In other words, because, even though it has dropped since the abusive level of 1994, it has remained and continues to this day at high average levels. There are many reasons for this, but the main ones are: because there is a “two-way” public debt contagion effect between the bank reserve market and the public bond market; because the political power of the financial-rentier class coalition is very large in Brazil; and because Brazilians continue to believe that they can incur current account deficits to try to grow with foreign savings – a mistake, because capital inflows attracted by high interest rates to finance the deficit in current accounts increase the supply of dollars and appreciate the real in the long term, stimulating consumption instead of stimulating investment.
The high interest rate and the policy of growth with foreign savings were, therefore, the first reason why the exchange rate remained overvalued; the second cause was the commercial and financial liberalization that dismantled the Dutch disease neutralization mechanism. This neutralization was based on high customs tariffs, which neutralized the Dutch disease in relation to the domestic market, and subsidies to exports of manufactured goods, which neutralized it in relation to the external sector.
An appreciated exchange rate in the long term discourages investment because, under these conditions, well-managed companies with up-to-date technology lose competitiveness and do not invest, even if demand is satisfactory – both external demand and internal demand. A high interest rate, in addition to causing exchange rate appreciation, directly discourages investment and deprives the State of its ability to invest.
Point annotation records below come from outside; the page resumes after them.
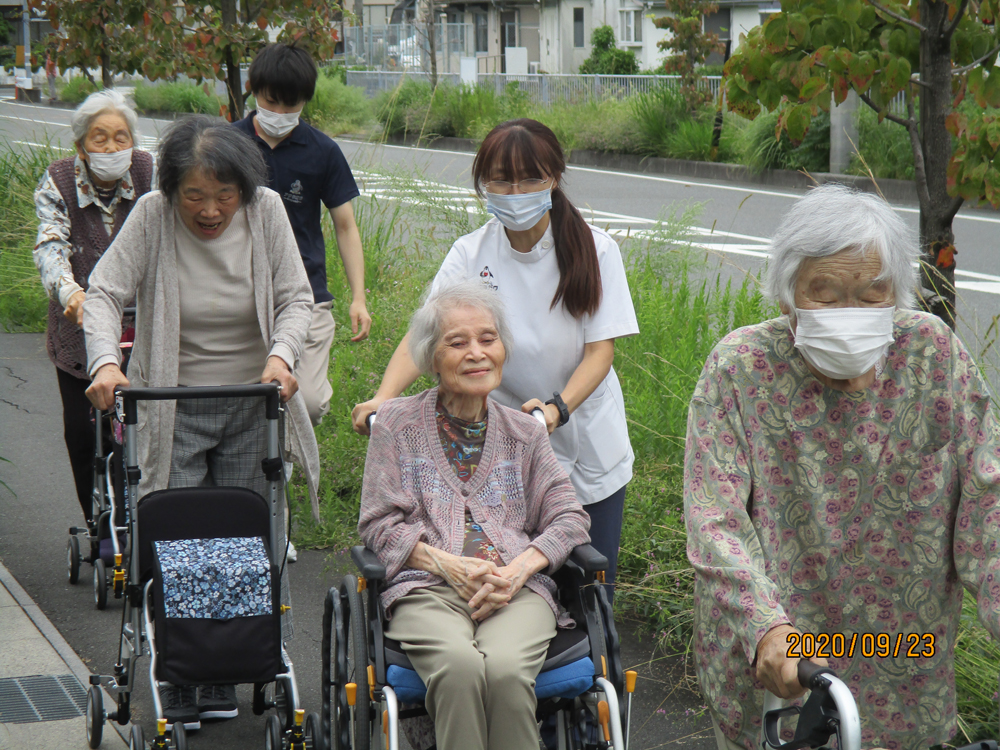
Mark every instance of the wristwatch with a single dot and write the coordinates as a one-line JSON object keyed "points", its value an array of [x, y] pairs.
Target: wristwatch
{"points": [[561, 406]]}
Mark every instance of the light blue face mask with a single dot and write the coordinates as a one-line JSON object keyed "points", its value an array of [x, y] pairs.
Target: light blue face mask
{"points": [[520, 211]]}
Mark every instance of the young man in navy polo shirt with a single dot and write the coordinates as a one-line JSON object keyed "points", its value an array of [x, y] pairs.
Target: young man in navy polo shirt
{"points": [[306, 168]]}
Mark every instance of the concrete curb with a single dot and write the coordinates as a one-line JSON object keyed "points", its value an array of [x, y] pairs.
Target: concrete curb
{"points": [[58, 643], [902, 191]]}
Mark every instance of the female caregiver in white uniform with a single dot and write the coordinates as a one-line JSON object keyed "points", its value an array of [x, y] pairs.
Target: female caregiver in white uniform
{"points": [[567, 300]]}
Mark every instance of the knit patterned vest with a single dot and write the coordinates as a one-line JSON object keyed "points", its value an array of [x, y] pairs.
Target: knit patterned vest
{"points": [[89, 240]]}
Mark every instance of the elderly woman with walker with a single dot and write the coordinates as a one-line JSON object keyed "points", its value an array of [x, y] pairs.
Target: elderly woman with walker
{"points": [[82, 202], [564, 288], [222, 299], [841, 486]]}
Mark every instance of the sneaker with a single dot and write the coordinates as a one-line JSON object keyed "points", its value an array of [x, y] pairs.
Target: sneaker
{"points": [[217, 702], [180, 704]]}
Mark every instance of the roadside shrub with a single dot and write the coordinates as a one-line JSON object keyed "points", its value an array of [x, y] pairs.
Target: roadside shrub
{"points": [[176, 97], [760, 150], [605, 56], [23, 302], [884, 147], [78, 89], [336, 107]]}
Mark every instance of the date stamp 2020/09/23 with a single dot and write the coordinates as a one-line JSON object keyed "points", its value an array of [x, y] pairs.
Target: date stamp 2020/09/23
{"points": [[868, 645]]}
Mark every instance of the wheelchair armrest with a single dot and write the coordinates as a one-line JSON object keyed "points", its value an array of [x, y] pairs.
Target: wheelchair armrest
{"points": [[588, 558], [368, 563]]}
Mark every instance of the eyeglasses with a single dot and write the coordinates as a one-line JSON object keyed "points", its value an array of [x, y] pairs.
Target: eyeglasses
{"points": [[502, 187]]}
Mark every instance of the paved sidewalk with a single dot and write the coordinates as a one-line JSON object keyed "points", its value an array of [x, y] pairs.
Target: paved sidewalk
{"points": [[42, 680]]}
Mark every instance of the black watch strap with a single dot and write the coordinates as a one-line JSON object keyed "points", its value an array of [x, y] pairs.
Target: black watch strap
{"points": [[561, 406]]}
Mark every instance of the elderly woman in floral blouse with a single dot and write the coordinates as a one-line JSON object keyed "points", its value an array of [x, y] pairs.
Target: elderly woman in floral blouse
{"points": [[82, 201], [467, 507], [841, 478]]}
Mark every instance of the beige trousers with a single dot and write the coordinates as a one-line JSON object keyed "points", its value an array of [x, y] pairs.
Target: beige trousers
{"points": [[314, 364], [480, 678]]}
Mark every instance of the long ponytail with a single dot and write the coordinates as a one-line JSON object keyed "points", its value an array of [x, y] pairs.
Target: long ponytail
{"points": [[524, 148]]}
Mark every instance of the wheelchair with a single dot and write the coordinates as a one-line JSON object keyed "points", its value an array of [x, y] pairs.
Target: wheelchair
{"points": [[367, 679], [234, 529]]}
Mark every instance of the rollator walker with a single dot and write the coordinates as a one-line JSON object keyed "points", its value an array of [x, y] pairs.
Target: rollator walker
{"points": [[200, 651]]}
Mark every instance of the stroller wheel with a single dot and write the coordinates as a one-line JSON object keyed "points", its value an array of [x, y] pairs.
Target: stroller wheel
{"points": [[73, 560], [136, 739], [178, 736], [314, 733], [100, 584], [95, 716], [273, 735]]}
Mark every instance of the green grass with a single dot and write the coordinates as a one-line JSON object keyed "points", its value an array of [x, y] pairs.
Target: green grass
{"points": [[190, 98], [336, 107], [78, 89], [23, 302]]}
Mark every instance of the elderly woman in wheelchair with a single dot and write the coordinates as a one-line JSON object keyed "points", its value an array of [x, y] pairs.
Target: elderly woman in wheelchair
{"points": [[468, 512]]}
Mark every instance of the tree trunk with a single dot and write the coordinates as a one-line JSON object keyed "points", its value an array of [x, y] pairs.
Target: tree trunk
{"points": [[234, 83], [937, 208], [107, 77]]}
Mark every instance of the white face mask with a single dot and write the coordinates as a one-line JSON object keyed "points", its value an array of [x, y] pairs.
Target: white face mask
{"points": [[276, 124], [110, 167], [844, 342], [520, 211]]}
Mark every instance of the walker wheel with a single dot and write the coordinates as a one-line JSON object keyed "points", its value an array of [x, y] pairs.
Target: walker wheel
{"points": [[273, 736], [100, 584], [178, 736], [313, 732], [136, 739], [73, 560], [95, 716]]}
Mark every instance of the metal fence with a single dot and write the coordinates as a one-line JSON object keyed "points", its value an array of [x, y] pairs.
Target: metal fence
{"points": [[406, 47], [553, 87]]}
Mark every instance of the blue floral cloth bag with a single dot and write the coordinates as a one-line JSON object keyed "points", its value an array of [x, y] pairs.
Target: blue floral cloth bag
{"points": [[217, 611]]}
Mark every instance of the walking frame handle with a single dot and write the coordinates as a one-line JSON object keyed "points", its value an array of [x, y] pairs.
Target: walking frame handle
{"points": [[830, 709], [127, 398]]}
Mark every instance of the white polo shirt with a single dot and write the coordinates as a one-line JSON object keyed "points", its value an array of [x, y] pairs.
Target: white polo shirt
{"points": [[548, 346]]}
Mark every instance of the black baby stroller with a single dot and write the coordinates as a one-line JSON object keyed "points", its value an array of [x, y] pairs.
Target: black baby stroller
{"points": [[106, 533], [202, 595]]}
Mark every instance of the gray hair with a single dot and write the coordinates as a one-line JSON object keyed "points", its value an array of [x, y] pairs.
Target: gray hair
{"points": [[831, 218], [426, 323], [99, 103], [213, 145]]}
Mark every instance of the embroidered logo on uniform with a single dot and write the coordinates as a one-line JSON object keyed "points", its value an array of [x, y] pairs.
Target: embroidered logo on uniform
{"points": [[294, 194], [487, 276]]}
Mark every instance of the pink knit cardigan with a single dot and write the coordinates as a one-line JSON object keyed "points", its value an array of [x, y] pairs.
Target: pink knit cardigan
{"points": [[519, 494]]}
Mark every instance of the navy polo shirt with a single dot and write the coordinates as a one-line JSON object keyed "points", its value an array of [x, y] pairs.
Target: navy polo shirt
{"points": [[307, 168]]}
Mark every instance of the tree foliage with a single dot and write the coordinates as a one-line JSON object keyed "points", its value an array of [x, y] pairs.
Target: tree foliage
{"points": [[206, 39], [937, 53], [605, 56], [689, 46]]}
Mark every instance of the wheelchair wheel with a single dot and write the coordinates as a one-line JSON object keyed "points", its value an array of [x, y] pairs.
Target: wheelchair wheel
{"points": [[356, 660], [136, 739], [95, 716], [313, 732], [73, 560], [100, 584], [273, 735]]}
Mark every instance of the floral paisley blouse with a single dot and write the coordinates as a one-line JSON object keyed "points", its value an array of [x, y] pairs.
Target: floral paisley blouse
{"points": [[842, 513]]}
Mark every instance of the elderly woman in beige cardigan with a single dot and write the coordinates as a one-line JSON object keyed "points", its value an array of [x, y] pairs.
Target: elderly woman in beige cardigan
{"points": [[222, 299], [466, 505]]}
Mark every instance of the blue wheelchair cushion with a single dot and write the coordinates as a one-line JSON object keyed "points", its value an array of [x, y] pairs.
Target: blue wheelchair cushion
{"points": [[567, 681]]}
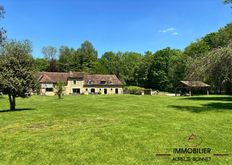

What are the interests behind the high interest rate and the appreciated exchange rate? The explanation of political economy can be summarized in one sentence: workers, rentier capitalists and high public bureaucracy are concerned only with their immediate consumption: workers prioritize the increase in wages and see in the expansion of public expenditure the path to development ; rentiers, represented by liberal orthodoxy, are highly interested in high interest rates and justify them with the specter of inflation; the high corporatist public bureaucracy, which legitimizes itself through the fight against corruption, ignores the problem of development. In other words, in these 40 years Brazil has been dominated by fiscal populism (deficits public) of the first group, by exchange rate populism (growth with “foreign savings” or deficits current account) of the second, and the corporatism of the third.
In order to grow again, Brazil needs to lower the interest rate and keep the exchange rate competitive. It needs to solve the fiscal crisis, for this purpose carrying out a countercyclical policy of increasing public investment, even if this, in the very short term, increases the deficit public. Need to reduce interest expense. It needs to recover the State's saving and investment capacity. It needs to return to the primary surplus. It needs to adopt an exchange rate policy that keeps the exchange rate floating around competitive equilibrium. It needs to stop trying to attract capital that only replaces domestic savings with foreign savings. Need to neutralize the Dutch disease. It needs to reach a small current account surplus, necessary for the exchange rate to be competitive and for companies to invest again.
*Luiz Carlos Bresser Pereira He is a professor at the Getúlio Vargas Foundation – SP.